Love in the Time of Fentanyl
Mar 3, 2023
When considering his life’s many hardships, one of the heroin users in Love in the Time of Fentanyl soberly remarks that “going down was easier than dealing with it.” Such a statement acts as a thematic throughline for many of the characters in director Colin Askey’s documentary and the opioid crisis as a whole. Although the film never quite gets to the root of the many issues it raises, it is still a solid offering for how it deals frankly with the Canadian opioid crisis.
The film revolves around the Overdose Protection Society, or OPS, in the Downtown Eastside of Vancouver. The OPS acts as a figurehead in harm reduction — a movement that seeks to steady the many chaotic variables surrounding drug use. It is also a safe injection site for users. The documentary principally follows Ronnie Grigg, an OPS manager of sorts, and the day-to-day of working in such a volatile place.
Love in the Time of Fentanyl eschews the classic documentary style for cinéma vérité, utilizing the lens of realism to properly translate the feeling of working on the front lines of the opioid crisis. This plays to the film’s strength in that it gives a pragmatic aspect to harrowing events like overdoses and deaths, which are showcased without pretense or schmaltz. There is something inescapably immediate about watching someone prepare a syringe and inject it into their neck while talking nonchalantly about their personal history with drugs.
“…seeks to steady the many chaotic variables surrounding drug use. It is also a safe injection site…”
It also adds a sense of hyper-confinement — the people at the centre of the OPS, administrators and users alike, do not see much of the outside world. Further, little is shown of the nicer parts of Vancouver, making normal life seem distant. This allows the viewer to seamlessly pick up on the generalized sense of social strangulation that seems to hold those on the screen hostage.
However, Askey errs in that this style disallows an examination of the factors that led to the opioid crisis as it currently exists. Much of the runtime is an ongoing chronicle of Grigg’s experience working with so many vulnerable people. This defines the human toll of the crisis unambiguously, but it also amplifies the desire to understand how a better and more sustainable state can be reached. Bureaucracy and misinformed ideas are all considered, but too hastily, never allowing the viewer to feel fully informed. The closest the documentary gets to an answer is arguing for the need to clean up Vancouver’s fentanyl-laced drug supply. However, due to the tangible nature of the film, this comes across as a stop-gap solution.

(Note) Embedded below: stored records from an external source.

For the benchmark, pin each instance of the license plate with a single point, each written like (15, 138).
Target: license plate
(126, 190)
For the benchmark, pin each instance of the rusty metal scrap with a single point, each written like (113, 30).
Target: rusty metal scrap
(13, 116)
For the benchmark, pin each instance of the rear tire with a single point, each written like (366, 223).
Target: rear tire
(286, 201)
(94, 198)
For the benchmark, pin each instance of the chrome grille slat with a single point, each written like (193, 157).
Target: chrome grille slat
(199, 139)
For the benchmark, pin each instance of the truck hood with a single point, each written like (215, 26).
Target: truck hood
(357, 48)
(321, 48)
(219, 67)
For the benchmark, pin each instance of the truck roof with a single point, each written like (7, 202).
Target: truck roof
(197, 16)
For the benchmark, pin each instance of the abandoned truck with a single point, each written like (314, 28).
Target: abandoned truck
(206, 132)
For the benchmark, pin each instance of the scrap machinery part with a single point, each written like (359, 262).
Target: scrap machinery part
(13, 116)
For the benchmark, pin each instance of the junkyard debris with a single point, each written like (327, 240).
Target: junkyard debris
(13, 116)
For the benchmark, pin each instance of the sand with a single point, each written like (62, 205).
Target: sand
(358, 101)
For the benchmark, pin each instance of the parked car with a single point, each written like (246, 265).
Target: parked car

Still, Love in the Time of Fentanyl is powerful enough to stir something beyond curiosity in its viewers. Its unflinching gaze allows for a ground-zero look at reality and shows the efficacy of safe injection sites as an interim to avoid deaths. But mainly, it is a welcome peek behind the curtain at a place many of us regard, perhaps ignorantly, as tainted. That alone makes it worth the visit to the Downtown Eastside.